Paradoxalement, je pense que mon statut de dilettante a été un avantage. Quand j’ai commencé à l’écrire, je n’avais pas idée que je me retrouverais avec un pavé de 250 000 mots, ni avec une histoire si complexe. Si ça avait été le cas, j’aurais été incapable de l’écrire. C’est un roman qui a grossi avec le temps. L’écriture a pris du temps et même si je n’écrivais régulièrement, le roman était toujours dans un coin de ma tête. Tout me servait, par exemple à vérifier s’il y avait bien un train qui allait de Berlin à Potsdam le samedi soir à 23h00 et jusqu’à quelle heure on pouvait envoyer une lettre. Aujourd’hui, je trouve le livre faible à certains égards. Il été très critiqué aux Pays-Bas, on a parlé d’un livre immoral, parce que j’utilise l’Holocauste comme toile de fond pour un livre de fiction et parce que je ne suis pas Juif. Je suis heureux d’avoir été momentanément aveuglé par l’écriture. Je me sens bien plus paralysé aujourd’hui, six ans après avoir écrit le roman, à l’idée d’en écrire un autre.
Vous risquez de recevoir des critiques similaires en France, où les fictions sur l’Holocauste provoquent toujours des débats complexes…
Le point de vue moral des opposants aux fictions sur l’Holocauste est très légitime. Mais même si on sait que rien ne vaudra les récits de première main de Primo Levi, Elie Wiesel et Imre Kertész, il reste de la place pour l’art. Mais encore une fois, je n’ai pas choisi d’écrire sur la Shoah. J’étais à Berlin quand j’ai commencé à l’écrire, et le vide laissé par la Shoah s’est imposé au livre. Si j’écris jamais un livre sur les Etats-Unis au XXIe siècle, je ne pourrai pas contourner la guerre en Irak et Abu Ghraib.

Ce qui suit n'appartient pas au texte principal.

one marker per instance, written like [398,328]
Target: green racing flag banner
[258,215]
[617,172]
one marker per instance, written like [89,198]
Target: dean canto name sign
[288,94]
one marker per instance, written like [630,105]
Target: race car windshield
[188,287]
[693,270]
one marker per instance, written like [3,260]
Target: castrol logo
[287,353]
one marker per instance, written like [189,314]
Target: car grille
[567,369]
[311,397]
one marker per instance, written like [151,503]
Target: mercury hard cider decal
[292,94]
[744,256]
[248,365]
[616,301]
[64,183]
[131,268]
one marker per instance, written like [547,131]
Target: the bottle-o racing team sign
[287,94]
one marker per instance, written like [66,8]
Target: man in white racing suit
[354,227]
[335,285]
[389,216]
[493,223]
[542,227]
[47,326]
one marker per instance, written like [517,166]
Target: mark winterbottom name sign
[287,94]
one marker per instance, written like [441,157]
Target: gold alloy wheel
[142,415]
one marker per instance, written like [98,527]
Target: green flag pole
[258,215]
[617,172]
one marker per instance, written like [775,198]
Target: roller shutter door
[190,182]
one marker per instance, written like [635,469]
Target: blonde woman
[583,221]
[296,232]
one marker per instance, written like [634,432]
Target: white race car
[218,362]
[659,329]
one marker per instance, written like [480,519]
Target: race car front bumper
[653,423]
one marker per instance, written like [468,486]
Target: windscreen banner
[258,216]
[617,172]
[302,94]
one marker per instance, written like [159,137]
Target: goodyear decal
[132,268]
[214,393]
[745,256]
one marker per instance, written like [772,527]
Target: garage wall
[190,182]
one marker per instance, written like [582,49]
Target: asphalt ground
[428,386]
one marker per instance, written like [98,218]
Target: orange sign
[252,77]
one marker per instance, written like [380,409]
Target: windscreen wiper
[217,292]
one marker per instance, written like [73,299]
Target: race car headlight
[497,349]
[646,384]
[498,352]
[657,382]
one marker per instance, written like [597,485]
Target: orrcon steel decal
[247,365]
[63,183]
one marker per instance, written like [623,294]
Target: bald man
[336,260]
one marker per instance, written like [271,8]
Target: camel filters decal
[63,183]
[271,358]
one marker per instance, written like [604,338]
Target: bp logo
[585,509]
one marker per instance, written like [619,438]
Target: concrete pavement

L’ampleur du roman est telle (de l’Holocauste à l’édification du Mur de Berlin, de la physique au cinéma, de l’alphabet hébraïque à la culture indienne) qu’on a l’impression qu’il aurait pu être infini. Quelle est sa limite ? Le monopole magnétique découvert à la fin ?
L’idée d’inclure le monopole magnétique comme horizon du livre est arrivé assez tard dans l’écriture. C’est une particule hypothétique dont l’existence n’a toujours pas été prouvée expérimentalement. Elle est liée à plusieurs théories d’unification des lois fondamentales de l’univers, comme la matière sombre ou la constante cosmologique d’Einstein. Mais aujourd’hui, les physiciens se concentrent beaucoup plus sur les neutrinos que sur lui, alors qu’il était très étudié en 1995. C’est un moment de l’histoire de la science presque révolu, mais qui joue un rôle symbolique essentiel, quoique un peu naïf, dans le récit. Un aimant dont les deux pôles seraient réunis en un mais isolé dans l’univers, enroulé sur lui-même : quelle belle idée.
C’est aussi une manière de conclure le livre et le XXe siècle, dont on sait bien qu’il ne s’est jamais terminé…
Un siècle est un système. On ne peut envisager sa fin et sa limite que longtemps après, souvent en répétant des événements que l’on espérait ne jamais voir se répéter.
La structure du livre, avec ses symétries et ses répétitions (notamment le coït entre Goldfarb et Donatella au début du livre qui revient pile en son centre) s’apparenterait presque à la lettre « oméga »…
C’est une chose qui a émergé. Quand je l’ai vue arriver, j’ai bien sûr tout fait pour l’accentuer. Pasteur a dit : « La chance ne favorise que les esprits préparés », c’est une expression qui doit plaire à Thomas Pynchon.
Après lecture, on sait qu’au-delà du contexte eschatologique du XXe siècle, le mot « oméga » du titre est surtout là pour sa valeur polysémique. Qu’en est-il du mot « mineur » ? Est-ce une analogie musicale ?
En fait, c’est encore un accident. D’ailleurs, quand j’ai vu la couverture de l’édition française (une montre sans aiguilles, ndlr), je me suis rappelé que ma première montre était de marque Oméga. Mais le mot « oméga » a émergé tout seul, parce qu’il revenait souvent. Et seul, c’était vraiment trop prétentieux. Le « mineur » n’avait initialement aucune signification, seulement une fonction pratique pour alléger le titre. Heureusement, l’analogie musicale est fortuite : c’est certainement un livre en mode mineur, avec une note bleue plutôt qu’une conclusion.